No en vano, el fascinante drama del enfrentamiento entre Sion y Palestina ha sido una de las causas más atractivas para la mente occidental. Se trata de una apasionante odisea de dos naciones hacia los mismos paisajes, de una historia de reivindicaciones mutuamente excluyentes sobre territorios sagrados y lugares santos que son fundamentales en la vida de millones de personas en todo el mundo. La historia palestino-israelí es mucho más extensa que el conflicto actual; también es la historia de una extraordinaria simbiosis entre la herencia judía y la civilización occidental que terminó en una tragedia catastrófica. La grave situación de los palestinos, víctimas del resurgimiento de Israel, afecta con razón a otro centro neurálgico de la mente occidental.

En consecuencia, la supresión de Palestina por parte de Israel conmueve como no lo hace ningún otro conflicto. De Londres a Roma, de Amberes a Berlín y de Estambul a Casablanca, es habitual censurar a Israel como un «Estado terrorista». Setenta y cinco años después de la aniquilación del puedo judío europeo en el Holocausto, y conmocionados por la quema de sinagogas en Francia y Alemania, los judíos de toda Europa atisban de nuevo la sombra de la Kristallnacht cerniéndosesobre sus comunidades, con furiosos manifestantes propalestinos que los invitan a volver «Al gas».

Los apologistas de Israel se enfrentan hoy en día en los campus occidentales al activismo propalestino, un movimiento cuyas características no habían vuelto a verse desde la guerra de Vietnam. El aparente fin de la solución de dos Estados también ha legitimado entre los estadounidenses la idea de la solución de un solo Estado en el que los palestinos deberían tener los mismos derechos que los israelíes en todos y cada uno de los aspectos. Una encuesta de la Brookings Institution publicada en agosto de 2021 reveló que el 84% de los demócratas y el 60% de los republicanos están a favor de un único Estado democrático en el que árabes y judíos sean iguales.[1]

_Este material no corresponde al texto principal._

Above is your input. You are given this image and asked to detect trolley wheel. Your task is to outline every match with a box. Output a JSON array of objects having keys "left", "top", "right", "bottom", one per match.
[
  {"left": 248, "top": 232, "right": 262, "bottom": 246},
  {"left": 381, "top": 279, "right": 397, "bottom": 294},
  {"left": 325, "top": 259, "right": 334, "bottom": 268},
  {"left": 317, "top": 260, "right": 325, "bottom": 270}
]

Los críticos de Israel repudiarían con desprecio la afirmación de que el movimiento nacional palestino ha rechazado cuatro veces a lo largo de su historia las ofertas de creación de un Estado, en 1937, 1947, 2000 y 2008. Hasta hoy, sigue siendo normal entre la izquierda antisionista rechazar ofertas de paz como los parámetros de paz de Clinton y el acuerdo de paz de Ehud Olmert en Annapolis —ambas proponían un Estado palestino sobre casi el 100% de los territorios ocupados— por considerar que no presentan más que un Estado palestino mutilado en «bantustanes aislados». La credulidad es una debilidad que incluso los autores supuestamente cultos pueden compartir en ocasiones con las masas anónimas. Robert Fisk, que en su libro de 1.336 páginas sí encontró un hueco para pervertir la verdad de lo que se ofreció en la cumbre de Camp David —insiste en que solo se prometía el 64% de la Cisjordania ocupada para la creación de un Estado palestino (en realidad era el 92%)—, no encontró hueco, en cambio, para mencionar siquiera los parámetros de Clinton, que ofrecían el 97%; era como si no hubieran existido.[2] Por desgracia, creo que esas ofertas pasarán a la historia como la última oportunidad que tuvimos para alcanzar una solución negociada a la difícil situación de los palestinos.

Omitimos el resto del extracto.